In Chapter 43 of Pride and Prejudice, Elizabeth Bennet visits Pemberley while touring the Peak District with her aunt and uncle and is instantly taken with the house and its surroundings:
"Elizabeth's mind was too full for conversation, but she saw and admired every remarkable spot and point of view. They gradually ascended for half a mile, and then found themselves at the top of a considerable eminence, where the wood ceased, and the eye was instantly caught by Pemberley House, situated on the opposite side of a valley, into which the road, with some abruptness, wound. It was a large, handsome, stone building, standing well on rising ground, and backed by a ridge of high woody hills; and in front, a stream of some natural importance was swelled into greater, but without any artificial appearance. Its banks were neither formal, nor falsely adorned. Elizabeth was delighted. She had never seen a place for which nature had done more, or where natural beauty had been so little counteracted by an awkward taste. They were all of them warm in their admiration; and at that moment she felt that to be mistress of Pemberley might be something!"

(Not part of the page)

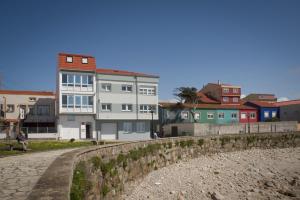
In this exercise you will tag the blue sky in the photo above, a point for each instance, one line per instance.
(254, 44)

After visiting Mr Darcy's estate, Elizabeth really starts to appreciate the man, lamenting that she might have been mistress of all this. A closer reading tells us that she's not just in love with his property, but the way that his house complements nature and vice versa. Basically, Mr Darcy is not just a man of wealth, but one of substance. But looking at Pemberley (Chatsworth), who could blame her for swooning over his house!
In the story, Elizabeth is eager to leave Pemberley after an awkward encounter with Mr Darcy. Luckily, visitors to Chatsworth today needn't rush off after touring the property. In fact, they're quite welcome to make themselves at home at one of the estate's many holiday properties. Although you can't actually stay in Chatworth House itself, there are several options scattered across this sprawling estate. Visitors can choose from converted barns, renovated farm houses, charming cottages or even a 16th Century hunting tower, offering splendid views of the grounds.